How can this kind of technology be applied to patient payments?

There are regulatory restrictions to what you can communicate with regard to billing and payments. There’s a special consent that you have to get. That and marketing messages have a different threshold of requirements under the Telephone Consumer Protection Act.

We have proven that establishing a strong, two-way, consistent relationship with patients, providing that access, will make them more likely to do the things you want them to do. It’s human nature. When you build strong relationships, you feel a sense of burden to deliver on your side of the relationship. If you go in to get care and you are responsible for a co-payment, being asked that in context of that relationship makes it much more likely that you will adhere.

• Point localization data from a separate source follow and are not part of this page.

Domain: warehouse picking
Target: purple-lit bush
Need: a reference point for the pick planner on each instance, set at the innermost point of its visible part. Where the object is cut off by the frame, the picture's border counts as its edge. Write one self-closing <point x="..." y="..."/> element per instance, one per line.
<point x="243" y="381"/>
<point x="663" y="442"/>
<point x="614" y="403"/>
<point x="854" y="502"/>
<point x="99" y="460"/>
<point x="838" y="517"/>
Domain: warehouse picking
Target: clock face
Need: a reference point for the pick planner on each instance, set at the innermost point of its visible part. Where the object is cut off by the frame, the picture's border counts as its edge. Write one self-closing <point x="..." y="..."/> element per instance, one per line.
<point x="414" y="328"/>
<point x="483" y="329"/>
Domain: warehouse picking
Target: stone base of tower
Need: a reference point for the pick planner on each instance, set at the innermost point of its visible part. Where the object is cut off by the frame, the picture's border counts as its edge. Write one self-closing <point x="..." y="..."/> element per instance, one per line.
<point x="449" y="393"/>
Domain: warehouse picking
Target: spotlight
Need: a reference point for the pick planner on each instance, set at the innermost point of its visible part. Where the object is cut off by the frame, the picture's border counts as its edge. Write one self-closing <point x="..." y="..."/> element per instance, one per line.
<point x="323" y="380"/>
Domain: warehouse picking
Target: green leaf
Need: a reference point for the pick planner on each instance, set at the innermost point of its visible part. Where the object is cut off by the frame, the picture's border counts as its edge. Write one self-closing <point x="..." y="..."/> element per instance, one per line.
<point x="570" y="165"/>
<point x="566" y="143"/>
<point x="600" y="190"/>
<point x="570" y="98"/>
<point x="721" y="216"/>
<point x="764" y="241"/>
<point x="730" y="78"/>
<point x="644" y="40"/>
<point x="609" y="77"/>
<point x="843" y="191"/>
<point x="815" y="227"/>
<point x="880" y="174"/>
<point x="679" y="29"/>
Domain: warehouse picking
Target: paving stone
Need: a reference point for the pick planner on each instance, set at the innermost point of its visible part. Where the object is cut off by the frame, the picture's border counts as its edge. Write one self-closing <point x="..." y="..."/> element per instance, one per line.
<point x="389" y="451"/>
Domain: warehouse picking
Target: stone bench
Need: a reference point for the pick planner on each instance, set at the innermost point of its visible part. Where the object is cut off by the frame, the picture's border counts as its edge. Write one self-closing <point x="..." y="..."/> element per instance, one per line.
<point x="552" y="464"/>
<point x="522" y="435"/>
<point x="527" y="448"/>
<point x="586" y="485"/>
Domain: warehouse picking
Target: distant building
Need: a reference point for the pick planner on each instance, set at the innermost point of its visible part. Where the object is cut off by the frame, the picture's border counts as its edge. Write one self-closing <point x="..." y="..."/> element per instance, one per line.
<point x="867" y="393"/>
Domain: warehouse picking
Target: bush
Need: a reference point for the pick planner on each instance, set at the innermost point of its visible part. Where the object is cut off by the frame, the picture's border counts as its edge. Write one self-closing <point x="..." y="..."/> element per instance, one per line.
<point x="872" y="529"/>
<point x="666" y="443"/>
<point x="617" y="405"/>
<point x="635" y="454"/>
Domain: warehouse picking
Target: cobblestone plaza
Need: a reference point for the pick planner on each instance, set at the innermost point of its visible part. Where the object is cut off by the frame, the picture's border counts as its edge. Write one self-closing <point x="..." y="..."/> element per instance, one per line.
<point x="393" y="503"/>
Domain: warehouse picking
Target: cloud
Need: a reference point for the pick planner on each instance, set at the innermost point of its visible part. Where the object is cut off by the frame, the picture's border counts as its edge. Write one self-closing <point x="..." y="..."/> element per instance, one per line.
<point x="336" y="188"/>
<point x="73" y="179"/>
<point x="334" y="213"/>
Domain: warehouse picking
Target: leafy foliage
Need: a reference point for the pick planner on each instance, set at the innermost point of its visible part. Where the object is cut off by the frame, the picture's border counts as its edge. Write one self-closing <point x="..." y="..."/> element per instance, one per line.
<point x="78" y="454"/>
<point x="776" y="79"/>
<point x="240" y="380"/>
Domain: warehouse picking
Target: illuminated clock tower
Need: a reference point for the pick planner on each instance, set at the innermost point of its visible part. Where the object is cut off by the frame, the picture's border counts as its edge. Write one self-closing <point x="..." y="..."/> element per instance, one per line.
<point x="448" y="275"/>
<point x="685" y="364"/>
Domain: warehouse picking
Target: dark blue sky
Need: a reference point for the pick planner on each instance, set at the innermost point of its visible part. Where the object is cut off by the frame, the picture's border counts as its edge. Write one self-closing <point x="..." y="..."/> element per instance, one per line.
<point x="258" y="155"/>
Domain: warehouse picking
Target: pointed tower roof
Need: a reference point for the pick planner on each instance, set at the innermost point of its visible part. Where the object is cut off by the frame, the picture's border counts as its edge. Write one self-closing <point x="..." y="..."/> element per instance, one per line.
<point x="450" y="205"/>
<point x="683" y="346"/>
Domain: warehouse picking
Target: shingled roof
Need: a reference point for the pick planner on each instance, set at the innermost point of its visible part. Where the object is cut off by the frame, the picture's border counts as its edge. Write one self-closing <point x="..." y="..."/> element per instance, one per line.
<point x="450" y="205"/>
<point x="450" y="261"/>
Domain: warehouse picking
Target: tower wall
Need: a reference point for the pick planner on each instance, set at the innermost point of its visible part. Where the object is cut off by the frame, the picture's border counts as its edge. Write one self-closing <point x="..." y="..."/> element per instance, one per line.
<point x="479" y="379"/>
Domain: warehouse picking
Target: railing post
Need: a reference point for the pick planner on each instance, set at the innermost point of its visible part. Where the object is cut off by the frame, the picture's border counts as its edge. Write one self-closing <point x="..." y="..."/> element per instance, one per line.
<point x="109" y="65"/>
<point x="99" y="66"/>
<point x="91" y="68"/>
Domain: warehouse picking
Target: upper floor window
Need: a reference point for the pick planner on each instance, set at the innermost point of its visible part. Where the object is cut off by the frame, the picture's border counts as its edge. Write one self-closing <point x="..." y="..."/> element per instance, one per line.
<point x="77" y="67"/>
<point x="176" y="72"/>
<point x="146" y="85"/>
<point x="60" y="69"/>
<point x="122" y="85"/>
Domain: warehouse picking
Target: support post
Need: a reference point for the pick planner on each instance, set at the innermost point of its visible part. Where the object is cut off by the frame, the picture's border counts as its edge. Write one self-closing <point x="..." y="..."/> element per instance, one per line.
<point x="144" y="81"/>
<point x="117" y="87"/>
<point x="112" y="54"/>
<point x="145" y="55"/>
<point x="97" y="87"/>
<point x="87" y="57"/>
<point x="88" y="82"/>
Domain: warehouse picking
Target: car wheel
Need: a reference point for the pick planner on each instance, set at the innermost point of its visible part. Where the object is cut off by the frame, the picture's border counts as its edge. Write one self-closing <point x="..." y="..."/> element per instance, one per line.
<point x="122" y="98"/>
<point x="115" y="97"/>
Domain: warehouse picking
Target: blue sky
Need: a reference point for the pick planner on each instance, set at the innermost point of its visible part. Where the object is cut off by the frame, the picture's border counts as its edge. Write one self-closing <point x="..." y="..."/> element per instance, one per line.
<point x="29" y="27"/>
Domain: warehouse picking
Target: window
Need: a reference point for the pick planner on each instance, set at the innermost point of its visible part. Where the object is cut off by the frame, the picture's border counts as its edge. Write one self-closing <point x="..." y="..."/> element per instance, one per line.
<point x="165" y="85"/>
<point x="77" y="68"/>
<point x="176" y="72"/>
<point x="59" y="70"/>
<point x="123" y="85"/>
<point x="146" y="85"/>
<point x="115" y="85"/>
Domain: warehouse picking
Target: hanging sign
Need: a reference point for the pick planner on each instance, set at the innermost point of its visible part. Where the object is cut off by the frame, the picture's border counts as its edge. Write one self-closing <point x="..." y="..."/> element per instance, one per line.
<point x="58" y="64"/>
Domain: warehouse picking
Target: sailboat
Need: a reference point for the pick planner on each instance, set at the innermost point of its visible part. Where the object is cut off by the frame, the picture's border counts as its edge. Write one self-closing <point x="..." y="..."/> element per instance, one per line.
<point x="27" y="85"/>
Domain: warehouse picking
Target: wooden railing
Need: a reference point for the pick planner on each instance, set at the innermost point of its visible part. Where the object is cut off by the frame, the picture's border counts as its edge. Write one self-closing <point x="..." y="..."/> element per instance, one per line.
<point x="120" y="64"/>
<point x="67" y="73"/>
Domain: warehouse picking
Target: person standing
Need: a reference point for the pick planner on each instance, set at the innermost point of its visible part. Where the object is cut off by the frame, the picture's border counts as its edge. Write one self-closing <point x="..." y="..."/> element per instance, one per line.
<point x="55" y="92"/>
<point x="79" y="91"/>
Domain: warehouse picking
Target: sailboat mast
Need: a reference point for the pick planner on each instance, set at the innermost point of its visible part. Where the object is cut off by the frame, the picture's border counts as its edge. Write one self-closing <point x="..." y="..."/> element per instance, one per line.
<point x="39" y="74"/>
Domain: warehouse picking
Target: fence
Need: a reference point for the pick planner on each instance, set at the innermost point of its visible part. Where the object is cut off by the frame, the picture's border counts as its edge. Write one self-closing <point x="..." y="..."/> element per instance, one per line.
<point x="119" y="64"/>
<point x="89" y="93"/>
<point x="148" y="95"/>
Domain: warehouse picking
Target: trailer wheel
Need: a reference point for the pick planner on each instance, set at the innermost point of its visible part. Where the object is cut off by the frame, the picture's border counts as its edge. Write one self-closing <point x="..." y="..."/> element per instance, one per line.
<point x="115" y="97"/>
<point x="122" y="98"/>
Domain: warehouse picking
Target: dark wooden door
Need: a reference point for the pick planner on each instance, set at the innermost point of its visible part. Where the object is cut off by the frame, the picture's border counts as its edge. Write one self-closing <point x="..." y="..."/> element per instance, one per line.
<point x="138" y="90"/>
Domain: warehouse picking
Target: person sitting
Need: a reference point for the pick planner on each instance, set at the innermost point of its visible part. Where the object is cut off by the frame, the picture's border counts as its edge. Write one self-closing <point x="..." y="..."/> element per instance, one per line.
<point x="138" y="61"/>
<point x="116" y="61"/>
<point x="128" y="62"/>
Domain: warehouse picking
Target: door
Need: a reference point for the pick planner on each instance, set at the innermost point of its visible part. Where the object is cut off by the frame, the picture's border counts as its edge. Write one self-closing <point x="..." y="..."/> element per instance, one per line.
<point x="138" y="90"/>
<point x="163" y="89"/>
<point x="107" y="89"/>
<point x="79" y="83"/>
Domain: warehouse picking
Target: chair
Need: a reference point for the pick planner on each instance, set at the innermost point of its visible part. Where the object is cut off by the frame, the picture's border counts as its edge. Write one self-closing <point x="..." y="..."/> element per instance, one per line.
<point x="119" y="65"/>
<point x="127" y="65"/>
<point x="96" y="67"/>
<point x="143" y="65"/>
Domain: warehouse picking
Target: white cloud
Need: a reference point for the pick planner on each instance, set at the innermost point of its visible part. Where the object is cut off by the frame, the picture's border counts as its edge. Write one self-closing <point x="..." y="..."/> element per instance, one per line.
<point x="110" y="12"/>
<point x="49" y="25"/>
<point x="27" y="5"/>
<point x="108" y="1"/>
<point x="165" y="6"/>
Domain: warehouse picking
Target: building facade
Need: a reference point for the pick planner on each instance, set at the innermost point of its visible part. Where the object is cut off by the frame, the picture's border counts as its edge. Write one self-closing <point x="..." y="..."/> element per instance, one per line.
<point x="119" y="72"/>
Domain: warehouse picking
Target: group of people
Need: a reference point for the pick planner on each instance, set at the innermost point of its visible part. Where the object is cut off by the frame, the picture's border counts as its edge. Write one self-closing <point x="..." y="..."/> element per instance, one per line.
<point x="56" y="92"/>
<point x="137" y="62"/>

There’s a lot of interesting things happening in the payment space. Companies like Experian and RevSpring are licensing data on your behaviors from companies like Amazon and others to determine what your propensity to pay is, and if they should offer you a payment plan or waive the payment completely. They deliver that to health systems. That’s a valuable asset for healthcare. We’re pursuing integrations with a lot of folks in the space to deliver that information natively over the same thread, where you’re having conversations about the 3-ply mask going into labor, your pain at 12 weeks, and your postoperative directions to handle your C-section after-care.

Weaving that all together is a really compelling message. We’ve proven that patients are more likely to adhere when they have that relationship. Armed with the intelligence that a lot of these rev cycle companies have, you can be precise with what you offer to the patients. It not like a catch-all, spray-and-pray method. You owe 30 bucks, I’m going to send you a mailer, but it costs me $2.50 to send. I can be thoughtful that Mr. H has different socioeconomic needs and he’s unlikely to pay, so let’s just waive this payment and not even bother chasing him. Perhaps somebody else would be more appropriate for a payment plan.

I’m seeing a lot of interesting innovation on the rev cycle side. Our goal is to integrate with those companies. I want to be Switzerland. We have the APIs to deliver that information in the context of a really strong relationship and increase the likelihood that the patient adheres.

Where you see the company’s focus being over the next several years?

I want to be the underlying technology that powers every interaction between patients and their healthcare providers. We started deliberately in the space of care, coordinating your care for the administrative logistical items. We did that because the laws were different six years ago and that was a space that we could enter that had little friction. It had a clean path into the healthcare organizations.

As I mentioned earlier, we want to own the end-to-end patient journey, starting from patient acquisition through to discharge from the health system and long-term care management, which will extend to the home and other areas. Over time, I think establishing a strong relationship will provide a lot of value up the value chain. Think payers, pharma, and life sciences. All of those industries exist to serve patient health. If you can inject and influence the patient journey to lead to the best healthcare outcomes and have a platform that handles that end-to-end last yard of communications, it can be really, really powerful. There are applications for clinical trials. There are applications for drug discovery. There are applications for changing jobs and your insurance changing and your historical provider no longer accepting your insurance. All of those things can be proactively intercepted when you have a strong relationship with patients.